Believe it or not, Flotsam and Jetsam are not just the names of Ursula the Sea Witch’s eel cronies in the beloved children’s movie The Little Mermaid. Flotsam and Jetsam are actually names given to sea junk.
You might be quick to put seaweed into the “sea junk” category too. Even the name itself, seaweed, gives the marine plant a negative connotation. Yet seaweed has actually been called “the next superfood” by some. But what can this plant actually offer? Let’s take a closer look.
First off, what is seaweed? You are probably most familiar with the green, black or brown plants that wash up on the beach. According to the National Oceanic and Atmospheric Association, seaweed is the name given to the countless species of marine plants and algae that grow in the ocean and other water bodies. Seaweed varies in size from microscopic to large, underwater kelp forests.
According to the USDA, raw kelp is a good source of calcium (healthy bones), magnesium (important for overall bodily health) and sodium (helps muscles and nerves work properly). Raw kelp is also a good source of vitamin A, important for eyesight and overall eye health, and vitamin K. Vitamin K plays a key role in helping blood coagulation, which is especially important to control bleeding. Aside from basic nutrition benefits, eating seaweed may have a number of other benefits you may not be aware of.
1. Seaweed can help with diabetes management.
A comprehensive review showed that consuming seaweed can help with diabetes management. It’s low in calories, rich in fiber, and full of micronutrients. How much fiber does seaweed actually pack? Well, 8 grams of seaweed per serving can provide up to 12.5 percent of your daily fiber requirement, which helps blood sugar stabilize throughout the day. Seaweed also delivers functional foods like, such as polyphenols and carotenoids, which can act as antioxidants.
2. Seaweed can be a good source of nutrients, especially for vegetarians.
According to a 2014 study published in the journal Nutrients, nori, a seaweed often used in sushi, is the most suitable plant-based source of vitamin B12. Vitamin B12 is critical for cellular metabolism, brain and nervous systems, and blood formation.
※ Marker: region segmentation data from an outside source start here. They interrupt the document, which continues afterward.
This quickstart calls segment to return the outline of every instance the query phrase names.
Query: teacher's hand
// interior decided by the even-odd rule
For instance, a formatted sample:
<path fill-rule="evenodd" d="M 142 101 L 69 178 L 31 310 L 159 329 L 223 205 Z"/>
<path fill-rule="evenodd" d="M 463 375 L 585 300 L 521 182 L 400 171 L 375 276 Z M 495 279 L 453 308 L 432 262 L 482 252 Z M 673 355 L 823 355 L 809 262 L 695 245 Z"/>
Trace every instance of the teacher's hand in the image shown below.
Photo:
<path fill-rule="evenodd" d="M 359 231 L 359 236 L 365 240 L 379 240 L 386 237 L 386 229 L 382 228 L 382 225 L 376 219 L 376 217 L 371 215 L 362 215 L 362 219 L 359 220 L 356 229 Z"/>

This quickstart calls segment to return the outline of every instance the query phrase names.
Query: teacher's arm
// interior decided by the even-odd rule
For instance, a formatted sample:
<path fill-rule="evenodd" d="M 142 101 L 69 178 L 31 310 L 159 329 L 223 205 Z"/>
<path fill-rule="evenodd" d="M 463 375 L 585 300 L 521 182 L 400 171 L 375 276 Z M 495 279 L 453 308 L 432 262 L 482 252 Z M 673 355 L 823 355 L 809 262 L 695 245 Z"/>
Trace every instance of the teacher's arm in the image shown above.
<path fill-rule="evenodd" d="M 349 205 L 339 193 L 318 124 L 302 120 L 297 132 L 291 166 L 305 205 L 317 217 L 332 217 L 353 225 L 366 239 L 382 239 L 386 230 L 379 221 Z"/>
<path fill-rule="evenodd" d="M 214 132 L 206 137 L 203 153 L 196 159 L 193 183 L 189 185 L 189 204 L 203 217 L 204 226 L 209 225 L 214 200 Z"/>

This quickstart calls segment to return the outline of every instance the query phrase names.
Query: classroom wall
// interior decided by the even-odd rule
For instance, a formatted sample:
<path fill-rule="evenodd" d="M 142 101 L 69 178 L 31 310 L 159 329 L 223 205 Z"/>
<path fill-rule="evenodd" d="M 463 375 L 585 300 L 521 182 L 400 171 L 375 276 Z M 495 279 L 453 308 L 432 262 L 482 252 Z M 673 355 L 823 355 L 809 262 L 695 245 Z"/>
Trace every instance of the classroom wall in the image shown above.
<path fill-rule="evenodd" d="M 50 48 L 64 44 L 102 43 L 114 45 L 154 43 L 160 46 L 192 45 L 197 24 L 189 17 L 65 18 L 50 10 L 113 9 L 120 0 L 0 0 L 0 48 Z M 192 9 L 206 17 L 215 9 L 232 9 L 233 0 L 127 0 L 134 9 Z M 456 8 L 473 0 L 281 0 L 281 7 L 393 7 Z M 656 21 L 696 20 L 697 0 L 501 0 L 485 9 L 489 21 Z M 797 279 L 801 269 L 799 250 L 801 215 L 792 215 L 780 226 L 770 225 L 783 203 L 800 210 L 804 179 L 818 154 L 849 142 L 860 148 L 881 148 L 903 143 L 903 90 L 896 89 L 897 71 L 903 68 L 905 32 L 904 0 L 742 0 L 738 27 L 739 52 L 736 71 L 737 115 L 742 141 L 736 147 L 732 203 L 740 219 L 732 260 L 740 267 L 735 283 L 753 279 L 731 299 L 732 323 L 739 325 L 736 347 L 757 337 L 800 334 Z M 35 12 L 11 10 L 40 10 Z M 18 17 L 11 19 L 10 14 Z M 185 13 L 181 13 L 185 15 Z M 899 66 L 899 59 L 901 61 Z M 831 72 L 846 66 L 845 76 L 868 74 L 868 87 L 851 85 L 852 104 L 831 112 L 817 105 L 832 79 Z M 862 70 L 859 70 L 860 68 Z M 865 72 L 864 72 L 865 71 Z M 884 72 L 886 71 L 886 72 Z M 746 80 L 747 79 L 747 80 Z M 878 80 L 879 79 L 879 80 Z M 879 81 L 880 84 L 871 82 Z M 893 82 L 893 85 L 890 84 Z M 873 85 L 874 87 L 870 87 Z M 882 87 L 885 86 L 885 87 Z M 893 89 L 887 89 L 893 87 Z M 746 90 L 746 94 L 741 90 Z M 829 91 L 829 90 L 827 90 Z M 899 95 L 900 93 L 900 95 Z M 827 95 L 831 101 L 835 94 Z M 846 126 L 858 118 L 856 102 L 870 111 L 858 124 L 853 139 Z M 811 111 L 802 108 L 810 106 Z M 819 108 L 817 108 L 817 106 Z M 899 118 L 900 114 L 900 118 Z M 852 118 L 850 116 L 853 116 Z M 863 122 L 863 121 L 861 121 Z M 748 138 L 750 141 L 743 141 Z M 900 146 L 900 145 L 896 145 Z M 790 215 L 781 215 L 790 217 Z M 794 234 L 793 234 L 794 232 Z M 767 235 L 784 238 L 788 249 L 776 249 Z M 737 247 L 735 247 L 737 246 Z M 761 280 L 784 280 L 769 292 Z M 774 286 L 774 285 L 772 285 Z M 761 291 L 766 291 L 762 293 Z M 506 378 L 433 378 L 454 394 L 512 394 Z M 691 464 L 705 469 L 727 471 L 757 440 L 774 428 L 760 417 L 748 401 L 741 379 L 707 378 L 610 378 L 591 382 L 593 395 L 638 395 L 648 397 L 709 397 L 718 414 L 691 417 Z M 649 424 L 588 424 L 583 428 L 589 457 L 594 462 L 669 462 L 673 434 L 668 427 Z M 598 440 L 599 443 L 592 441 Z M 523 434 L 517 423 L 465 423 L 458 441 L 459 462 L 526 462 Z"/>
Nori also contains high levels of other nutrients that vegetarian diets might be missing, such as iron and some types of polyunsaturated fatty acids. Most sources of Vitamin B12 are animal-derived foods, so for vegetarians, seaweed could be a big boost for getting important nutrients.
3. Seaweed can serve as an iodine supplement.
According to the American Thyroid Association, nearly 40 percent of the world’s population is at risk for iodine deficiency. That can lead to major health problems like goiter, hypothyroidism, and even mental disabilities in children whose mothers didn’t consume enough iodine during pregnancy. The body does not produce iodine on its own, so it is essential to include iodine in your diet.
A recent study found that a variety of seaweed can be a great source of iodine for women. According to the Institute of Medicine (IOM) Recommended Dietary Allowances for iodine, adults over 18 should aim to consume 150 µg (micrograms) of iodine each day. Seaweed iodine content can range from 16 to 3,000 µg per serving, so make sure to check iodine levels. (The IOM has also established a tolerable upper intake level of iodine of 1,100 µg.)
While seaweed is shown to have health benefits, many people aren’t too keen on eating it. It’s just not a food that we’re all used to seeing on our plate. Sure, many types of seaweed aren’t that tasty, but there are ways to incorporate it into your diet. If you’re not a seaweed salad fan, you can use dried seaweeds as an extra ingredient in smoothies, salad dressings, soups, and dips. If you’re looking for a new, nutritious twist, experiment with your favorite recipes. No single food is going to make your diet ‘super,’ but seaweed can be a fun take on your tried-and-true dishes!